November 23, 2025l Hit 184



Professor Jungsuek Oh of the Department of Electrical and Computer Engineering at Seoul National University has been selected for the Technology category of the 2025 Samsung Future Technology Development Program. In recent years, Prof. Oh has led research that integrates AI with radio technology to address major industrial challenges. The excellence of his research group has been widely recognized through distinctions such as the Samsung Electronics DX Division Head IT Innovation Award.

The Samsung Future Technology Development Program is a nonprofit research funding initiative launched by Samsung Electronics in 2013, with a total endowment of 1.5 trillion KRW. The program aims to advance fundamental science, drive innovation in industrial technologies, address pressing societal challenges through science and technology, and cultivate world-class scientific talent in Korea. It supports creative frontier research in fundamental science, the foundation of scientific and technological progress; materials science, which underpins manufacturing; and ICT and convergence technologies, which enable industrial advancement and the creation of new markets.

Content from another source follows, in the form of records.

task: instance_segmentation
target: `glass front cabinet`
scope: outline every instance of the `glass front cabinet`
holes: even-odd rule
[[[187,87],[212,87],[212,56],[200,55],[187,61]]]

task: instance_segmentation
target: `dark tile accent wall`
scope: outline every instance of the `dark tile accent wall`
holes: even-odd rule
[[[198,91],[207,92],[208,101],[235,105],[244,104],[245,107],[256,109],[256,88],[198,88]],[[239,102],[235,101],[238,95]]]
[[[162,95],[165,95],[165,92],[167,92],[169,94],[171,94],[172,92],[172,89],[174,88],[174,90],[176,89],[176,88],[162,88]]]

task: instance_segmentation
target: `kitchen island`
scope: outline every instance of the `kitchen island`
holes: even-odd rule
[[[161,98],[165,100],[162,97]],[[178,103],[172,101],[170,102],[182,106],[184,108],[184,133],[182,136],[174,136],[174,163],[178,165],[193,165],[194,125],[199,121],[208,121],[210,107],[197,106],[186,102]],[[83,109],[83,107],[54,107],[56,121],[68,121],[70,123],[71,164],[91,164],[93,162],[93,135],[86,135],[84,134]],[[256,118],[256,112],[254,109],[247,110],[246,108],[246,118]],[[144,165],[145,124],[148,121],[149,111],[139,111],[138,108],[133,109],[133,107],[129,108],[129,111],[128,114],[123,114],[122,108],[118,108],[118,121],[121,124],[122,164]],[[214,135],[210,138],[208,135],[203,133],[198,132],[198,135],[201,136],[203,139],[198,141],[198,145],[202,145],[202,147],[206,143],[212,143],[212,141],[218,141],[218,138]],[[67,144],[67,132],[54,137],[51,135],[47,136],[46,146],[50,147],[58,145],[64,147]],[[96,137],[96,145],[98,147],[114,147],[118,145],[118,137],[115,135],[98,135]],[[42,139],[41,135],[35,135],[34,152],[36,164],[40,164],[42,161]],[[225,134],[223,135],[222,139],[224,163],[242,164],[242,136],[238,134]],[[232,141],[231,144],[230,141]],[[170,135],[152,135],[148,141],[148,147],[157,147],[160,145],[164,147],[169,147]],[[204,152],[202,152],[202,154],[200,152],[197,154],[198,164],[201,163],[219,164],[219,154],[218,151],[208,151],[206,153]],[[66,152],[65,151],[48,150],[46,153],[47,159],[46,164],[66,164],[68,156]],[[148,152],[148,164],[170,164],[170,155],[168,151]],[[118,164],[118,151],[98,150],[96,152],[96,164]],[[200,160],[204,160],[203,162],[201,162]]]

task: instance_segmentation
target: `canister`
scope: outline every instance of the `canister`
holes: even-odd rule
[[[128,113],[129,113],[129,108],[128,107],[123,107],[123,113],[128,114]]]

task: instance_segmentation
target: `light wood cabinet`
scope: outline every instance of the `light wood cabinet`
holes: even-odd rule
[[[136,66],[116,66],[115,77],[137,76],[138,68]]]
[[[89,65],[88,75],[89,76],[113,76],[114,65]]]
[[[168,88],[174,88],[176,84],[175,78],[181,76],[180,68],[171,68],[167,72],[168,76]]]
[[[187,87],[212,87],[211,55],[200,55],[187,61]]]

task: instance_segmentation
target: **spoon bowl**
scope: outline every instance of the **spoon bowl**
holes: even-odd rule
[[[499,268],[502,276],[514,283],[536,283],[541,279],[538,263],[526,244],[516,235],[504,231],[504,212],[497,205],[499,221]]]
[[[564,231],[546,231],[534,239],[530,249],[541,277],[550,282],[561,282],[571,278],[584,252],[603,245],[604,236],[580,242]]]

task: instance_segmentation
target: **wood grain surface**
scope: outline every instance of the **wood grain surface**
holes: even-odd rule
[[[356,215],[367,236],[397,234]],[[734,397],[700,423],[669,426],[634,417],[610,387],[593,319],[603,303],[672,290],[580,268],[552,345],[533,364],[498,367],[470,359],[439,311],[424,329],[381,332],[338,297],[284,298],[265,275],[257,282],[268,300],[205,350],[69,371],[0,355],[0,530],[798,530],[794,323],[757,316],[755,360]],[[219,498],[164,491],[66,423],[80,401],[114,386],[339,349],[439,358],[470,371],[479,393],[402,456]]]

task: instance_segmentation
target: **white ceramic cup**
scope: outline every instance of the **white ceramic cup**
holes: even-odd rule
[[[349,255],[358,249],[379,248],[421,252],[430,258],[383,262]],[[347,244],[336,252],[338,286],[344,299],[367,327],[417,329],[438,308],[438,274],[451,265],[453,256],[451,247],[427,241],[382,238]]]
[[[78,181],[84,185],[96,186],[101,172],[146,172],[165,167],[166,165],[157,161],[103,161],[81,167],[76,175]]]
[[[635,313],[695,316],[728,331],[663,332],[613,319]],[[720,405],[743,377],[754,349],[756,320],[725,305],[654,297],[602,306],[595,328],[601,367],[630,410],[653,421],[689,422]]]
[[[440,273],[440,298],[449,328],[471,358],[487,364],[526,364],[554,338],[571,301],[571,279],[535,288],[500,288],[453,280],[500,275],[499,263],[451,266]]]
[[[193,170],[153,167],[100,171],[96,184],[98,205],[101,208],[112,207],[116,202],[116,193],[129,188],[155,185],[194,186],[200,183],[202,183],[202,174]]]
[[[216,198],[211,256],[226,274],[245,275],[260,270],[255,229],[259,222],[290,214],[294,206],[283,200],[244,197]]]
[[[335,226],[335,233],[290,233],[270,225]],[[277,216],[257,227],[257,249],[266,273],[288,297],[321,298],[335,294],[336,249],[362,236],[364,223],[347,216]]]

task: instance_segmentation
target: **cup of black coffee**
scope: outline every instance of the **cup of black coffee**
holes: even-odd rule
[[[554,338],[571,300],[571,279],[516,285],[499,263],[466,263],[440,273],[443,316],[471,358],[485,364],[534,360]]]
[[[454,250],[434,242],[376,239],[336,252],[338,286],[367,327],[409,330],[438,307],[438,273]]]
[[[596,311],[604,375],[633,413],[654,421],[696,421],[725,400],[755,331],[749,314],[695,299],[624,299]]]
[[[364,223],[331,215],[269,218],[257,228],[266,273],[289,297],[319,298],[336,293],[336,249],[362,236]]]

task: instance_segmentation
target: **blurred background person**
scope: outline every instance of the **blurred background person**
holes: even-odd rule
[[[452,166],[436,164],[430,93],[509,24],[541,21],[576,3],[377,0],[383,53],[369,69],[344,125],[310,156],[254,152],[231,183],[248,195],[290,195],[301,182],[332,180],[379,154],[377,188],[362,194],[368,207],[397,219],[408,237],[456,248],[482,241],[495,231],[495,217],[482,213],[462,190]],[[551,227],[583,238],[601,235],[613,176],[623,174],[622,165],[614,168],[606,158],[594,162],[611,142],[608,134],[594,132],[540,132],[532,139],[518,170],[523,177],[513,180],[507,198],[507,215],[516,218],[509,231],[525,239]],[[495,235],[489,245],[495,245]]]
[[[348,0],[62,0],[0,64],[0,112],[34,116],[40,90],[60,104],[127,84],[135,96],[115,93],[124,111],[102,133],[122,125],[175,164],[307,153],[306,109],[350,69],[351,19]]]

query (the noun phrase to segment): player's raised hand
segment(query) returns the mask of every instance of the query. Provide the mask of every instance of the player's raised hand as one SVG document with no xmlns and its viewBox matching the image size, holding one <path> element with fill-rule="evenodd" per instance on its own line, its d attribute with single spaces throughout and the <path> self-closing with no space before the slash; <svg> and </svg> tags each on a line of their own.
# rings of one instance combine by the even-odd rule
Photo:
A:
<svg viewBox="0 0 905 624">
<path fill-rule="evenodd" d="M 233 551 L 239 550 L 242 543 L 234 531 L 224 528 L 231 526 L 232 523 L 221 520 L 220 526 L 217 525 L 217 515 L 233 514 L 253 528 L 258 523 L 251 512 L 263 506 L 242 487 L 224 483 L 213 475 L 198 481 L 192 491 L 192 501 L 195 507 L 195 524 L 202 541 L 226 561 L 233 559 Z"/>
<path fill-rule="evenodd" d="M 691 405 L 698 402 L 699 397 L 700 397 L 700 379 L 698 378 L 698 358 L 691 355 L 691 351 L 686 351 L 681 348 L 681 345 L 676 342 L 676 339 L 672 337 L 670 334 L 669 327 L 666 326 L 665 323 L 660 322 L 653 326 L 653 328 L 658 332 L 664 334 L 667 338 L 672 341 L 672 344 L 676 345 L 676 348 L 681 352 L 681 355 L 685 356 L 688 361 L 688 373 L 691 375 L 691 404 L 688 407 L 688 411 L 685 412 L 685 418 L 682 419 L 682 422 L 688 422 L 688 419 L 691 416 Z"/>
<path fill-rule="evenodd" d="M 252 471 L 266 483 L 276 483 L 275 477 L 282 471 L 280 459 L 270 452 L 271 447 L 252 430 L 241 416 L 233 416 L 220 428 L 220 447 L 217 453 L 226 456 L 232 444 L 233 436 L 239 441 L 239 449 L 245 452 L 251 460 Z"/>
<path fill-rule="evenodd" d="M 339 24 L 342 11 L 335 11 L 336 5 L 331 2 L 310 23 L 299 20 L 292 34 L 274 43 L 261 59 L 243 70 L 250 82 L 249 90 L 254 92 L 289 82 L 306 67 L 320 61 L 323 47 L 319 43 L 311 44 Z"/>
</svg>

Prof. Oh will conduct a four-year research and development project titled “Implementation and Performance Verification of an Ultra-Dense 6G MIMO Antenna-DPD Integrated System Based on Probabilistic Inverse-Design AI Models.”

Project Overview:

For next-generation 6G communications, the Upper-Mid Band (7-24 GHz) spectrum is drawing increasing attention. However, this band faces key limitations: lower data rates compared to mmWave 5G and degraded coverage relative to existing Sub-6GHz systems. To address these challenges, active research is underway on ultra-dense MIMO systems, which maximize communication capacity and coverage by packing a greater number of antennas within a given aperture. Yet, in such extremely dense array environments, antennas are positioned so closely that coupling increases sharply, and the limited physical area forces components for isolation, matching and Envelope Correlation Coefficient (ECC) control to be placed in very close proximity. This results in strong interdependence among design variables and lengthy design cycles, since performance improvements rely heavily on structural modifications. To overcome these limitations, the proposed research seeks to develop a probabilistic inverse-design model based on generative AI techniques, such as diffusion models, that can effectively model the vast design space and complex nonlinear relationships inherent to ultra-dense MIMO arrays. Nonetheless, severe coupling and limited area impose unavoidable practical performance limitations, making it difficult to achieve high levels of isolation and matching conditions. These constraints introduce uncertainty in securing optimal performance for MIMO systems integrated with Digital Predistortion (DPD). Moreover, conventional DPD methods—that inadequately account for dynamic operation conditions—struggle to provide optimized performance when applied to ultra-dense antenna arrays. As such, this project aims to establish an AI-driven antenna-DPD design framework to address the practical performance limitations encountered in extreme ultra-dense MIMO environments. Through this framework, the research seeks to develop cost-efficient, high-data-rate MIMO communication systems based on ultra-dense antenna architectures and to explore novel structural design possibilities that conventional approaches have been unable to reach.